I got pictures of a 4 point and 8 point fighting then about an hour later the 8 point is fighting a nice 10. just thought you guys would enjoy the pics! I was suprised to see them fighting so early but I am figuring that with this cold weather they are splitting up a little bit sooner than usual. Also saw some scrapes this weekend


----------



## shorebound (Apr 26, 2008)

Great pics thanks for sharing.... Where abouts are those taken at northern or southern Ohio?
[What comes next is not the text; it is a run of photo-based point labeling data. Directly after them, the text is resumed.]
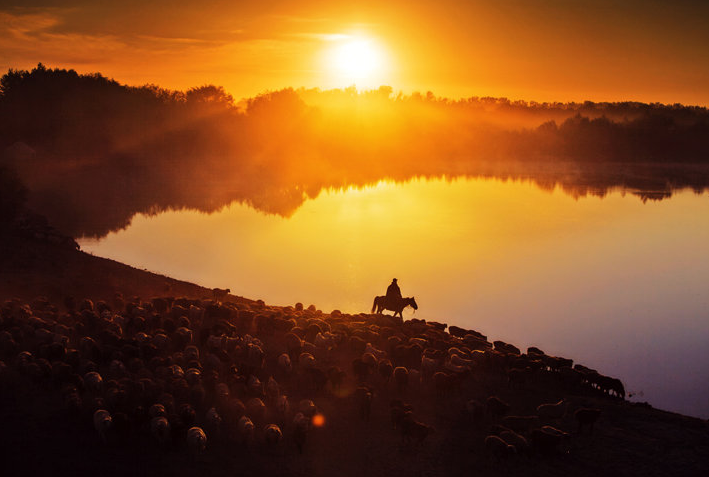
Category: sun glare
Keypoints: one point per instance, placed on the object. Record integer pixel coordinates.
(357, 60)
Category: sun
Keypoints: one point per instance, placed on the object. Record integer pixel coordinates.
(357, 60)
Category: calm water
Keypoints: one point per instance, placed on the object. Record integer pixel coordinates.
(615, 283)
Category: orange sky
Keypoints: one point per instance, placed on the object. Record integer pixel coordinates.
(546, 50)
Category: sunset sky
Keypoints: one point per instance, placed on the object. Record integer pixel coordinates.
(545, 50)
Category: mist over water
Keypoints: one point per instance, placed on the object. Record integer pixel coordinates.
(612, 280)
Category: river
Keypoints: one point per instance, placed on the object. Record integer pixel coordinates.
(614, 281)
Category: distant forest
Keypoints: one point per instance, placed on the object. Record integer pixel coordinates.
(89, 152)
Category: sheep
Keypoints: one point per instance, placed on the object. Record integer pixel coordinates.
(444, 383)
(282, 407)
(273, 390)
(547, 439)
(377, 353)
(518, 441)
(157, 410)
(196, 441)
(93, 382)
(386, 370)
(496, 407)
(220, 294)
(308, 408)
(363, 397)
(428, 367)
(360, 369)
(522, 424)
(336, 376)
(552, 411)
(586, 417)
(213, 422)
(254, 386)
(256, 409)
(414, 431)
(102, 423)
(401, 378)
(497, 449)
(398, 411)
(301, 425)
(272, 435)
(284, 364)
(160, 430)
(306, 360)
(245, 430)
(475, 412)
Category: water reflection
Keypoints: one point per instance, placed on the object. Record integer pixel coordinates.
(611, 280)
(92, 200)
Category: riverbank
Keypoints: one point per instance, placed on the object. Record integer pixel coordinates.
(42, 436)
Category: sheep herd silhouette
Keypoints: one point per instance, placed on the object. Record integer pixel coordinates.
(189, 374)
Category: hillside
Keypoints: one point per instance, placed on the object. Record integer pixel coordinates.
(47, 398)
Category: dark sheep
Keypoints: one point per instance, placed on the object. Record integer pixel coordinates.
(496, 407)
(586, 417)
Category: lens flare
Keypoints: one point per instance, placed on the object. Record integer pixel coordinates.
(318, 420)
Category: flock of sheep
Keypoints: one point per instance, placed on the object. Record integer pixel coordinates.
(194, 373)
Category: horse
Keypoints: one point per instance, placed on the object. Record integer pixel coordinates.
(382, 303)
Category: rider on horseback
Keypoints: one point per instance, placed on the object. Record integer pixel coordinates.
(393, 295)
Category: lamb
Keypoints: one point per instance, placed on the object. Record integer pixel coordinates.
(102, 423)
(196, 441)
(552, 411)
(587, 417)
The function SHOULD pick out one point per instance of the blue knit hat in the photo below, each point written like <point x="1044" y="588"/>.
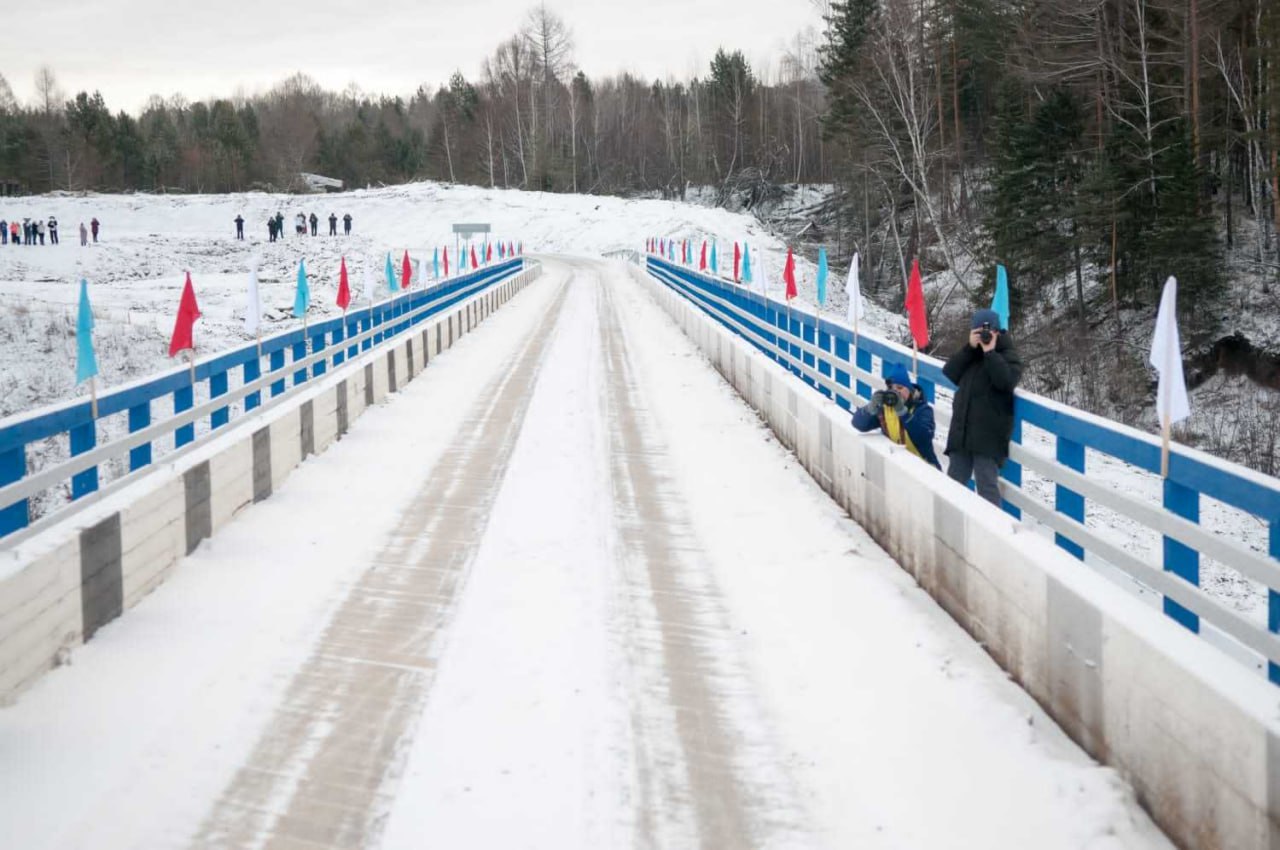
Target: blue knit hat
<point x="897" y="374"/>
<point x="986" y="318"/>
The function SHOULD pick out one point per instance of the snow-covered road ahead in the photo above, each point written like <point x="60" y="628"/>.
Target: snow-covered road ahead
<point x="565" y="590"/>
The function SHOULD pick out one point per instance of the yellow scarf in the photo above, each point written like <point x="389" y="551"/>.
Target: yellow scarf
<point x="896" y="432"/>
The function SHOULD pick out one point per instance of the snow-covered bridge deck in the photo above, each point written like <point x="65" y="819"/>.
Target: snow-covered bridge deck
<point x="565" y="590"/>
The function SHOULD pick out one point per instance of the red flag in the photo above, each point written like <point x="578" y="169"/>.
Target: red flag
<point x="343" y="286"/>
<point x="187" y="314"/>
<point x="915" y="307"/>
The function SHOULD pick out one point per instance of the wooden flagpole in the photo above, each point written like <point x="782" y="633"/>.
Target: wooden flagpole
<point x="817" y="343"/>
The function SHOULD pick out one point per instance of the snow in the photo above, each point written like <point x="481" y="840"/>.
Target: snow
<point x="832" y="702"/>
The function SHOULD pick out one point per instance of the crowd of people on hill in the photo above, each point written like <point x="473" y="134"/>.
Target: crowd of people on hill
<point x="302" y="225"/>
<point x="37" y="231"/>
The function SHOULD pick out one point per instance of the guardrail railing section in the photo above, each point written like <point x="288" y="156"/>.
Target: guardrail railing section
<point x="1091" y="481"/>
<point x="62" y="453"/>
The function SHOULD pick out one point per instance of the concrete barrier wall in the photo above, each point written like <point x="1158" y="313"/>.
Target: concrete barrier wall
<point x="1192" y="731"/>
<point x="65" y="583"/>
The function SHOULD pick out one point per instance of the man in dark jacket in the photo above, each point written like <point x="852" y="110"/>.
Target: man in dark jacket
<point x="901" y="414"/>
<point x="984" y="371"/>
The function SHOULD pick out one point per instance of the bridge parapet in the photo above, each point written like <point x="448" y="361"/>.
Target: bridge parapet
<point x="85" y="566"/>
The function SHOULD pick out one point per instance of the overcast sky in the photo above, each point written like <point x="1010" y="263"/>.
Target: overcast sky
<point x="131" y="49"/>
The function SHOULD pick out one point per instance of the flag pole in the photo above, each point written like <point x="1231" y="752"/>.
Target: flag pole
<point x="1164" y="451"/>
<point x="817" y="343"/>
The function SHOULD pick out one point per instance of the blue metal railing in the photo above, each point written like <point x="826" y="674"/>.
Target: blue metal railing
<point x="292" y="357"/>
<point x="819" y="353"/>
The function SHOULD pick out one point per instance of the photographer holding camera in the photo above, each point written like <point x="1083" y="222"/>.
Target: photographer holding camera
<point x="984" y="371"/>
<point x="901" y="414"/>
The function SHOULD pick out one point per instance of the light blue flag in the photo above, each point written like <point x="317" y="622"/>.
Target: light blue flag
<point x="822" y="277"/>
<point x="1000" y="304"/>
<point x="86" y="362"/>
<point x="302" y="295"/>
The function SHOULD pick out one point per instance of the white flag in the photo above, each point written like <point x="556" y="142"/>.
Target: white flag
<point x="1166" y="356"/>
<point x="856" y="310"/>
<point x="254" y="311"/>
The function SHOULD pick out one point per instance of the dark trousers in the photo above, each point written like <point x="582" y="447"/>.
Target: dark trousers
<point x="983" y="470"/>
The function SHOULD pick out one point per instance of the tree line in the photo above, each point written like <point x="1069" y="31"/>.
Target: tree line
<point x="1092" y="146"/>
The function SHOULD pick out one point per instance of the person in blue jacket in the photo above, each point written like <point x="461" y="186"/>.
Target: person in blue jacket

_OutdoorHub Mobile, the information engine of the outdoors._


----------



## LilSiman/Medina (Nov 30, 2010)

Deer look to be southern OH deer. Ive seen enough deer to tell the antlers. Goodluck with them! this rain needs to turn to snow and we'll be in buisness!


----------



## shorebound (Apr 26, 2008)

The one on the left looks like his neck just may be swellin a little 


_OutdoorHub Mobile, the information engine of the outdoors._


----------



## General (Oct 28, 2009)

LilSiman/Medina said:


> Deer look to be southern OH deer. Ive seen enough deer to tell the antlers. Goodluck with them! this rain needs to turn to snow and we'll be in buisness!


Sorry LilSiman. These are northern deer. Portage county


----------



## ostbucks98 (Apr 14, 2004)

Just sparring and practicing up.


----------



## Fishstix (Aug 16, 2005)

Cool pics...thanks for sharing


----------